Stay away from the water! At the beginning of “Moana,” the Disney film released over the weekend, the title character, at first a curious toddler, wanders away from her family and toward the beach. Every mother in the audience is thinking: “Someone get that kid! Where is the lifeguard?”
After what seems like an eternity of Moana coming dangerously close to being pulled away by the tide, her parents find her and carry her back to safety. Over the ensuing years, they do this again and again, to the point where Moana’s father is slinging a teenager over his shoulder, warning her never to go past the reef.
The film will be cheered as many things — an entertaining holiday film, a princess story without the slightest hint of romance, a multicultural addition to the Disney family — but best of all, it’s a sharp attack on helicopter parenting.
Unlike most of the young women we meet in fairy tales (both old and modern), Moana has a happy childhood and never wants for anything. Like many middle-class American kids today, she has two wonderful, caring parents who only want what’s best for her.
Unfortunately, their overprotectiveness makes her less prepared for the challenges she’ll face as she gets older. This becomes especially obvious as she sails off across the ocean on a small boat that she has no idea how to steer.
Both literally and figuratively, Moana is lost in the middle of an ocean. She doesn’t know how to use the stars to guide her. She doesn’t know she can’t fall asleep while steering or how to tie rope knots. Of course, there are forces on her side — the ocean is “her friend” — but our goal for our children shouldn’t be to leave them dependent on the kindness of strangers (or bodies of water).
It’s only Moana’s grandmother, who remembers a time when her people used to be able to go past the reef, who encourages Moana to leave. With the benefit of age, she knows it’s important for kids to take some risks and, in this case, if she doesn’t, the consequences will be dire.
In fact, the ability to navigate is one of the skills that fewer and fewer of our children have. Partly it’s because of technology — the GPS device is always with us — but partly it’s because we never let them wander anymore. Richard Louv, author of “Last Child in the Woods,” says that our children are actually losing their “spatial sense,” the ability to determine where we are, to imagine the scale of the area around us as a result of the limits we place on kids.

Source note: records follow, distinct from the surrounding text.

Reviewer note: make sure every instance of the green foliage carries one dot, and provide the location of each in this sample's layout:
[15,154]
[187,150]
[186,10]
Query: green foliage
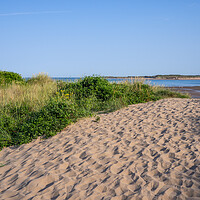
[21,121]
[9,77]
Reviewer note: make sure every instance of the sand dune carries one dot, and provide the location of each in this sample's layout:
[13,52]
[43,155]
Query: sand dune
[144,151]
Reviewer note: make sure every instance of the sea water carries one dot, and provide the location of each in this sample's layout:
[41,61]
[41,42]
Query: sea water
[166,83]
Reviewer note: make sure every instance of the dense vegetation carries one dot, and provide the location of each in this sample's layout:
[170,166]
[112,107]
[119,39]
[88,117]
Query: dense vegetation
[9,77]
[43,107]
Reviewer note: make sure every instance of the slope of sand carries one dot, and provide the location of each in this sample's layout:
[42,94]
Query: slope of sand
[144,151]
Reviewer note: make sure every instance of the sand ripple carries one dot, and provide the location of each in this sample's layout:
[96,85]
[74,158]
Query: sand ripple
[145,151]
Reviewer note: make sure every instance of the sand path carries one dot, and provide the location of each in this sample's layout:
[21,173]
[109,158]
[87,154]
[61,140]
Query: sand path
[144,151]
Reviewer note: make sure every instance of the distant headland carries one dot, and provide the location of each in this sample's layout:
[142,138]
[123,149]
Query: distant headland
[169,77]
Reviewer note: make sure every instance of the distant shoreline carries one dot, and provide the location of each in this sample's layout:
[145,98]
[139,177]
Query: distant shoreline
[158,77]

When my son was 6, I remember him pouring over an atlas on our family room floor. He asked me about finding Massachusetts on a map — that’s where his grandparents live. When I told him to look further north, he seemed puzzled. “Which direction is north?” I asked. Without hesitation, he answered, “Up.” It was a perfectly logical answer for someone who liked maps but was used to seeing them pinned to the front of a classroom rather than actually using them to get places.

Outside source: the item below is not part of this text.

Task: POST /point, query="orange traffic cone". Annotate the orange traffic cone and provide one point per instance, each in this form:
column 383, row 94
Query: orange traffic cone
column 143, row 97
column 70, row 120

Whether through scouting trips or family camping or simply navigating their way around the neighborhood, kids used to get a sense of direction. They mastered what Moana’s people called “way-finding.”

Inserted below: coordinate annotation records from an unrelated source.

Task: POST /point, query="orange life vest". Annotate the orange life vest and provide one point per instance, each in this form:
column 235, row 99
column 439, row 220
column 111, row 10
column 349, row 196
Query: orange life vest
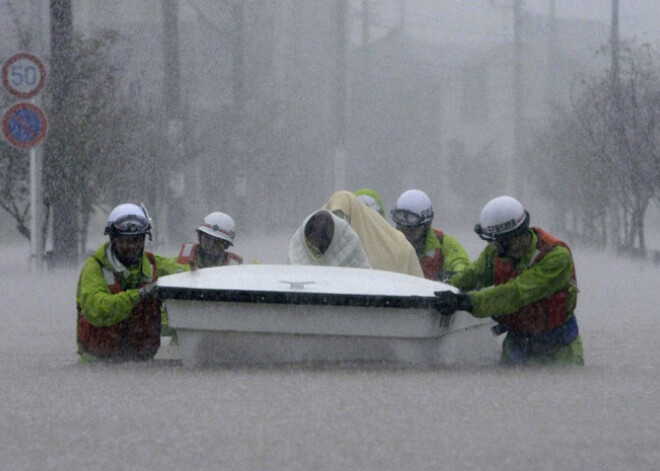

But now we never let the kids out of our sight. A friend who lives in Washington with two children under the age of 3 told me that when she gets home from work and has to prepare dinner for the kids by herself, she won’t put them in front of the TV or give them her phone to play with. Instead, she puts them inside a gated area in the kitchen with some toys. She calls it “the circle of neglect.”
As our kids get older and prepare themselves for life outside of our home, we want the “circle of neglect” to expand gradually. We want our boundaries to grow bigger and bigger, knowing that our kids have learned lessons from being confined to smaller boundaries and have proven themselves to be responsible adolescents and now young adults.
We may never feel they’re ready for the ocean. But if we’ve done our job right, they will be.
Naomi Schaefer Riley is a senior fellow at the Independent Women’s Forum.